Rather, she is simply a confused teenage girl who was "born of a human woman" and therefore boasts a "choice" about her destiny. Christina seeks her identity on her own terms, beyond how others want to see and pigeonhole her.
In other words, if Christina becomes part of a family, part of a community, part of the human race itself, she can be a powerful force of good in the world.
If, on the other hand, Christina follows Boyd's wishes and comes to see humans only as self-destructive "cattle," she will become the fearsome harbinger of our doom. Throughout the series, Boyd does his job with glee, always separating Christina from those she loves; from her ad-hoc family, from her would-be boyfriend, even from the young Priest, Tomas, who sees tremendous "good" in her.
Marti Noxon, who did so much good with Buffy Summers on Buffy the Vampire Slayer, works in a familiar and efficacious venue here too. The metaphorical underpinnings of the show work well. At Christina's young age, we all undergo the process of deciding "who we want to be," often over the desires of our parents. And as we start deciding who we are, those choices dictate our direction....towards the light or towards the dark.
But there's another interesting aspect of the program's creative equation too. And it is relevant, in particular to the "reality tv" times of the 2000s in which people like Paris Hilton or the Kardashians or Bristol Palin became famous because, well, they are famous, right?
Christina is the daughter of a very famous personality, a "celebrity" (Satan) and so she is constantly measuring herself against others' expectations of her, given that heritage. With the involvement of the Devil, of course, Point Pleasant is an exaggeration, but in Christina we see what it means to be Jenna Bush, or Chelsea Clinton, or any young adult who has to live up to -- or live down -- the reputation of her parents or family.

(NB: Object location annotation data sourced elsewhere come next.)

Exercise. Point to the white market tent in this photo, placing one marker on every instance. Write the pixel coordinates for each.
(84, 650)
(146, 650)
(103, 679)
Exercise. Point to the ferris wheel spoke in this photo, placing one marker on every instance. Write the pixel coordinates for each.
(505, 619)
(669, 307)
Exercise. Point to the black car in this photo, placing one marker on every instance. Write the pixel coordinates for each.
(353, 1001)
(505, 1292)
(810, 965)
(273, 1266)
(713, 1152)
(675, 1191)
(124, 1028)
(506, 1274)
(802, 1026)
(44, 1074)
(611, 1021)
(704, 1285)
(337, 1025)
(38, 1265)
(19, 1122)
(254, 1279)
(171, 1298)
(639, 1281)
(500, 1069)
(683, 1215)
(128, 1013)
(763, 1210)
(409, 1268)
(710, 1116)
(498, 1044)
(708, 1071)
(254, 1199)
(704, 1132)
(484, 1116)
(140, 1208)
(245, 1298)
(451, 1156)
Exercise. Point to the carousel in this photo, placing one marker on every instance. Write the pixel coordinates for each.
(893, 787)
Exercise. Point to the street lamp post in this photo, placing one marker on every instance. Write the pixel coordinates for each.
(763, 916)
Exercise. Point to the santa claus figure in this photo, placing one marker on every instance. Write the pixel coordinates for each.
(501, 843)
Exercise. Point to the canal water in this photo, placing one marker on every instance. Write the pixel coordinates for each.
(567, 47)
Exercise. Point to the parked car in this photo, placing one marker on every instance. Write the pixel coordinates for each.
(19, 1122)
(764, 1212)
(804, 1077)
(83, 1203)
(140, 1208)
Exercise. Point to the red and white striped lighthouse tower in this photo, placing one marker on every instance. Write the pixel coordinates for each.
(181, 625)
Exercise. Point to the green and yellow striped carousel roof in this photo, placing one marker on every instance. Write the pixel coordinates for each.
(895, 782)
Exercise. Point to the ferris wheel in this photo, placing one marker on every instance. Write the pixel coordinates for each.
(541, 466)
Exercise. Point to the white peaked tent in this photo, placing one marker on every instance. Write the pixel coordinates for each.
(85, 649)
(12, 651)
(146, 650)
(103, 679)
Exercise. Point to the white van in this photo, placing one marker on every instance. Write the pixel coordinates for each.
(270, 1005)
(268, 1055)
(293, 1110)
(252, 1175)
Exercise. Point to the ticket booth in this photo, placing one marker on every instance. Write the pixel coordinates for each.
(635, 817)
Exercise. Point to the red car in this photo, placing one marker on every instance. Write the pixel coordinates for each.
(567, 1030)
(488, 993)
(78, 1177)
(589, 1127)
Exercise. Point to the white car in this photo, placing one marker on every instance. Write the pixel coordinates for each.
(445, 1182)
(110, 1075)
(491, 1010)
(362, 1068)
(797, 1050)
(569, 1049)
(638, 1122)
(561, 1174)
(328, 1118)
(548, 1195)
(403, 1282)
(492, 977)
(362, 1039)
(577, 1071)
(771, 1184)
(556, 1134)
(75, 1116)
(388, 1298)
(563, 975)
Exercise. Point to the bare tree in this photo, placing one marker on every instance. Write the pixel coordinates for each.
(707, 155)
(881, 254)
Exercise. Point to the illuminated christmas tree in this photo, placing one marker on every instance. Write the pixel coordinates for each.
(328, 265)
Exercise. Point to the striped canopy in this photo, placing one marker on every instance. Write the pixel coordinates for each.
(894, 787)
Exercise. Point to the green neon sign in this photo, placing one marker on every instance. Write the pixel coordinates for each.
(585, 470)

In this Point Pleasant premise one might also recognize a bit of Stephen King's great novel, Needful Things. Here -- as in that tale -- an evil wind blows into a sleepy little town and the denizens begin to suffer because of temptation; because of their material desires. In this case, it isn't materialism per se, that drives the locals of Point Pleasant, but rather all the typical human foibles: vanity, loneliness, sexual desire, jealousy, etc.
Like his spiritual predecessor, Lucas Buck in American Gothic, Lucas Boyd in Point Pleasant does his job with great glee, watching with cynicism as he topples over human souls like dominoes. His motto: "We're all basically bad."

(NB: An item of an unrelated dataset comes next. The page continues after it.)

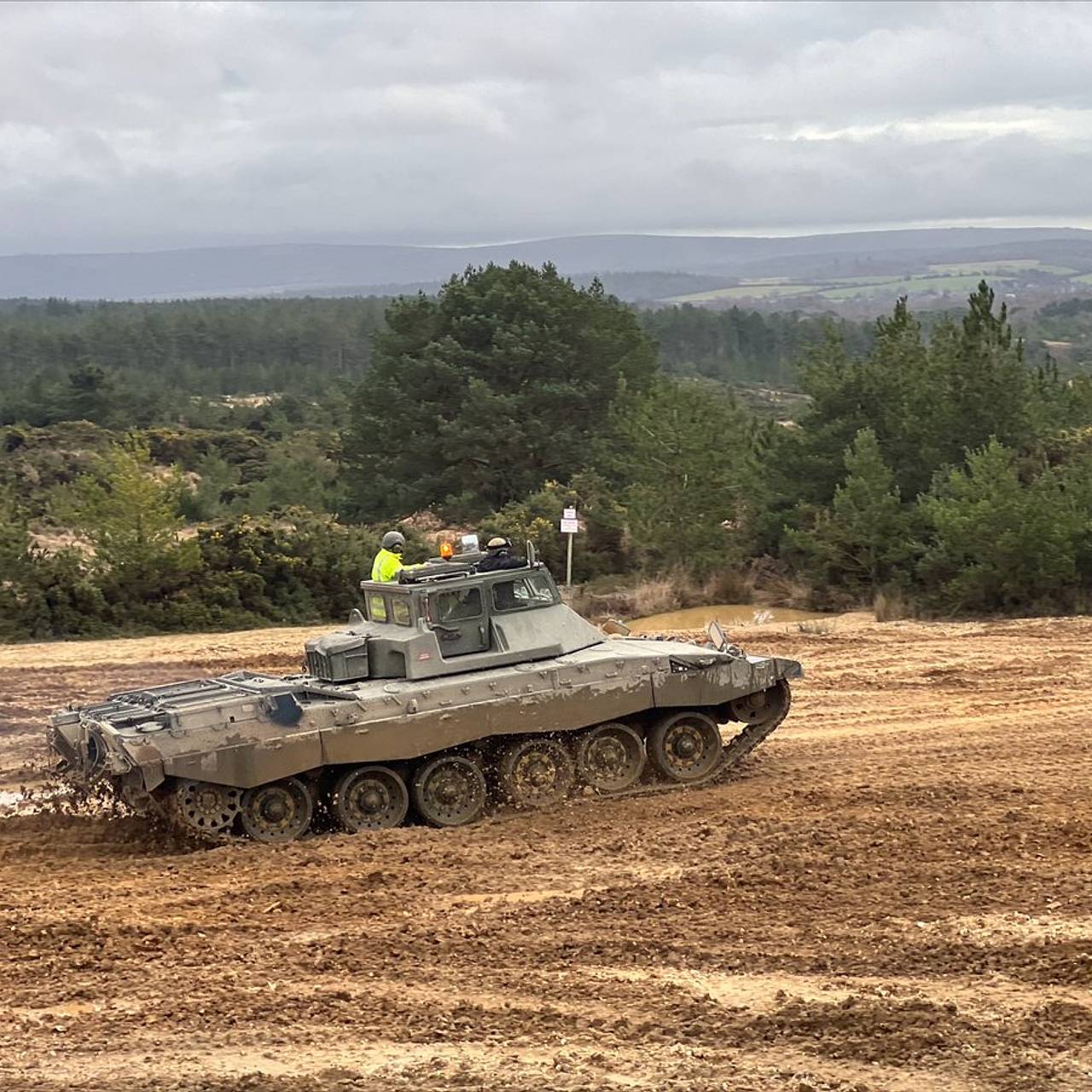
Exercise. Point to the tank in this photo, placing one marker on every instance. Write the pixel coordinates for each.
(452, 690)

Point Pleasant's greatest weakness for horror fans is likely the soap opera, O.C.-component of the series. It's easy to take one look at the buff, gorgeous, young, sex-driven characters on the series and see this as a callow, empty-headed affair created purely to titillate.
Yet, after a few episodes, the attentive viewer will get sucked in -- at least a little -- by the mythology, and by Boyd's constant efforts to bring diffident Christina to a boil; to bring about "The End of Days." Harnois is appealing as Christine too: she has enough edge to seem like she could truly go dark; and yet she has a familiar, Sarah Michelle Gellar-ish winsome side that akes you want to take care of her and guide her to the light.